I'm struggling with finding an efficient solution for the following problem:
I have a large manipulated data frame with around 8 columns and 80000 rows that generally includes multiple data types. I want to create a new data frame that includes the sum of one column if conditions from the large data frame are met.
Imagine the head of the original data frame looks like this. The column $years.raw indicates that the company measured data for x years.
> cbind(company.raw,years.raw,source,amount.inkg)

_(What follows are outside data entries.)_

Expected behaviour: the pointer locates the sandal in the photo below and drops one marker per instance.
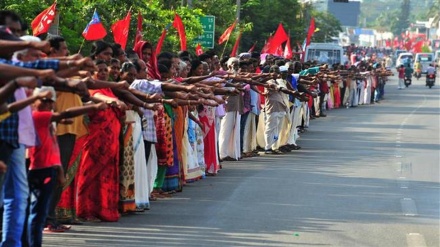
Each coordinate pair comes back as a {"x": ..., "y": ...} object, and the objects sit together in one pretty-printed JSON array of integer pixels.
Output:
[
  {"x": 51, "y": 228},
  {"x": 139, "y": 210},
  {"x": 92, "y": 219}
]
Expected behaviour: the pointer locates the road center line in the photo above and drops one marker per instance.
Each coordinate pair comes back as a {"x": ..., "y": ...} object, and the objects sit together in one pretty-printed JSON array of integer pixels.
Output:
[
  {"x": 415, "y": 240},
  {"x": 408, "y": 207}
]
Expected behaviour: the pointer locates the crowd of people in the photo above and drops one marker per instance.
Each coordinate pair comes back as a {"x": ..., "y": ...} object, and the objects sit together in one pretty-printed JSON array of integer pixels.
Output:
[{"x": 88, "y": 139}]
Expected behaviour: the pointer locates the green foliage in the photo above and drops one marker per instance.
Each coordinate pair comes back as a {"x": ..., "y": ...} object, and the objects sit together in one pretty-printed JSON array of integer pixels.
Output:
[
  {"x": 258, "y": 19},
  {"x": 426, "y": 49},
  {"x": 265, "y": 15},
  {"x": 328, "y": 26}
]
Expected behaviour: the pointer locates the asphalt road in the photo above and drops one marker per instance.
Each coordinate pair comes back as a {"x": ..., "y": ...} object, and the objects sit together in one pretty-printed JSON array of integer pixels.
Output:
[{"x": 366, "y": 176}]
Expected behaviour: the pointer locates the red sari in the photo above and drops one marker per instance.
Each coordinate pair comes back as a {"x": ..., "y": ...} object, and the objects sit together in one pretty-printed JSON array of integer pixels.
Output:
[
  {"x": 98, "y": 175},
  {"x": 207, "y": 117}
]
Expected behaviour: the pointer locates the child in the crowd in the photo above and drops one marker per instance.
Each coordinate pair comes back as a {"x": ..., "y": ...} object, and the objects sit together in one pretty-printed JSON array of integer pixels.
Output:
[{"x": 45, "y": 170}]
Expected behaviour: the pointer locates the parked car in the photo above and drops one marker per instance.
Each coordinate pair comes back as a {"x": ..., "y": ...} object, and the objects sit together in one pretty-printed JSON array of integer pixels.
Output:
[
  {"x": 405, "y": 57},
  {"x": 425, "y": 60}
]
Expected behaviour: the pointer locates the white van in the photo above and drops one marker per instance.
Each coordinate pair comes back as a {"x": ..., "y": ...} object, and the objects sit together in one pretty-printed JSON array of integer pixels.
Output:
[
  {"x": 329, "y": 53},
  {"x": 437, "y": 56},
  {"x": 425, "y": 59},
  {"x": 403, "y": 58}
]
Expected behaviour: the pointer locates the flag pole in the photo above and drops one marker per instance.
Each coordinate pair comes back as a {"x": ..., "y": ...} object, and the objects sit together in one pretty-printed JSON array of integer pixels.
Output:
[
  {"x": 81, "y": 46},
  {"x": 224, "y": 48}
]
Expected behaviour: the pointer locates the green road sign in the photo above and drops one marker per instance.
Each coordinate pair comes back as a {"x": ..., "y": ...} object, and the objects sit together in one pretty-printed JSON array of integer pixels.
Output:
[{"x": 206, "y": 40}]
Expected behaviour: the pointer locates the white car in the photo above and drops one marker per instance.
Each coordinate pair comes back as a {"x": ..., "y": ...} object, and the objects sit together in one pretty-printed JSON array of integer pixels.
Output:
[{"x": 404, "y": 58}]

company.raw years.raw source amount.inkg
[1,] "C1" "1" "Ink" "5"
[2,] "C1" "1" "Recycling" "2"
[3,] "C2" "1" "Coffee" "10"
[4,] "C2" "1" "Combusted" "15"
[5,] "C2" "2" "Printer" "14"
[6,] "C2" "2" "Tea" "18"
What I need to do now is to create a new data frame that sums up the values of column $amount.inkg for every company and every year based on certain string elements. I saved the string elements in three vectors below. The string elements are part of the column $source from the original data frame.
> vector1 <- c("Tea","Coffee")
> vector2 <- c("Ink","Printer")
> vector3 <- c("Recycling","Combusted")
The preferred data frame would then look like this:
Company Year amount.vector1 amount.vector 2 amount.vector 3
C1 1 0 5 2
C2 1 10 0 15
C2 2 18 14 0
The general approach for $amount.vector1 would be: Sum up the values of column $amount.inkg for every company and every year where string elements of the original data frame column $source== string elements of vector1. The same for column $amount.vector2 except that the elements are different of course.
If there are no values available, a "0" should be added instead a NA error. This needs to be done for the whole raw data frame that includes around 250 companies with data for every company for the years 1:8 (differs quite a lot).
Edit: For the data frame I need one-row-per-company-per-year.
C1 Year 1
C1 Year 2
C1 Year 3
C2 Year 1
C2 Year 2
I tried to write a function that combines these conditions but I failed. I'm quite new to R and didn't know how to link these conditions and apply them on the whole data frame.